Enchanted Forest – Explorers’ Garden, Perthshire

Pitlochry from the air

The Enchanted Forest is a 3 week light and sound event showing off the Explorers Woodland Garden in Pitlochry, Perthshire. The show moved this year from Faskally Wood where it had been held since 2004, having inaugurated at The Hermitage in Dunkeld in 2002.

This year the event is called, fittingly, Transitions. It had its genesis in the roots of the Perthshire Big Tree Country and has attracted a number of sponsors while garnering prestigious awards:

Beating off stiff competition from some of Scotland’s finest events, The Enchanted Forest has scooped the Event Management Grand Prix, alongside the awards for Best Cultural Event and a commendation for Best Large Event.

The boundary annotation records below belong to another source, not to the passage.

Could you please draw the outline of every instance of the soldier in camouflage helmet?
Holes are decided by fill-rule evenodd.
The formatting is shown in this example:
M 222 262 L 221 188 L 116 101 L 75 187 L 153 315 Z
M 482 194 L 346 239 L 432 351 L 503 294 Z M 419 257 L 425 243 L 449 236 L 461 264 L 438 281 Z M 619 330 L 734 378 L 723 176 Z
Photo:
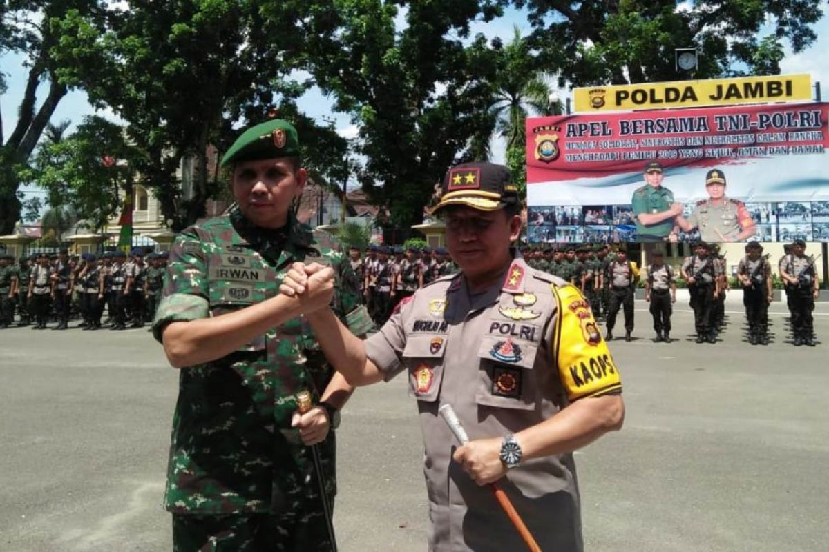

We went to see this light and sound show – neither of us had ever been before. The web site hype is what drove us up to Pitlochry through some of the loveliest country on offer. The River Tay runs alongside the road until Dunkeld and Inver where the River Tummel joins it. Driving north from Inver which houses the River Braan also flowing into the Tay, the Tummel is a visual treat of a river seen winding its way below the hills all the way to Pitlochry.

I really like the forested hills and the smattering of deciduous woodlands that are on the valley floor. Of course sheep and cattle are always in view. I love it. Picturesque treat in the autumn when the trees are turning.

Of course Inver is of interest to me because it is so close to Birnam where Macbeth had to understand why the wood was coming to him.

Birnam Wood in Sepia 1800

And it also has a woodworking group called Burhouse  2.0 Ltd with all manner of tools, woods and machinery. The day we went, Burhouse was hosting a wood turning clinic. Combining a trip through the Enchanted Forest with the hunter gatherer’s penchant for wood and tools was a bonus.

This is the gorgeous view down Pitlochry's main street

Pitlochry itself is a pretty town and is one of those obvious reasonably well off arts and crafts towns. It sports a charming view down its main street.   It also has the Salmon Leap seen from the Pitlochry Fish Ladder

This is the Fish Leap - it looks amazing - I have to see it.

which is built into the Pitlochry Dam and power station. It is definitely a tourist attraction. We travelled through there when I first came to Scotland and my memories of Pitlochry stood the test. It is still a beautiful little town.

The photos we took at the Explorers Woodland Garden that night didn’t come out very well but here are a couple.

This is me touching the seed pod!!

There is a gallery of professional photos on the web site that are a treat and taken by proper photographers. Andy from Stravaiging would have taken excellent photographs. I will aspire to be a better photographer:-)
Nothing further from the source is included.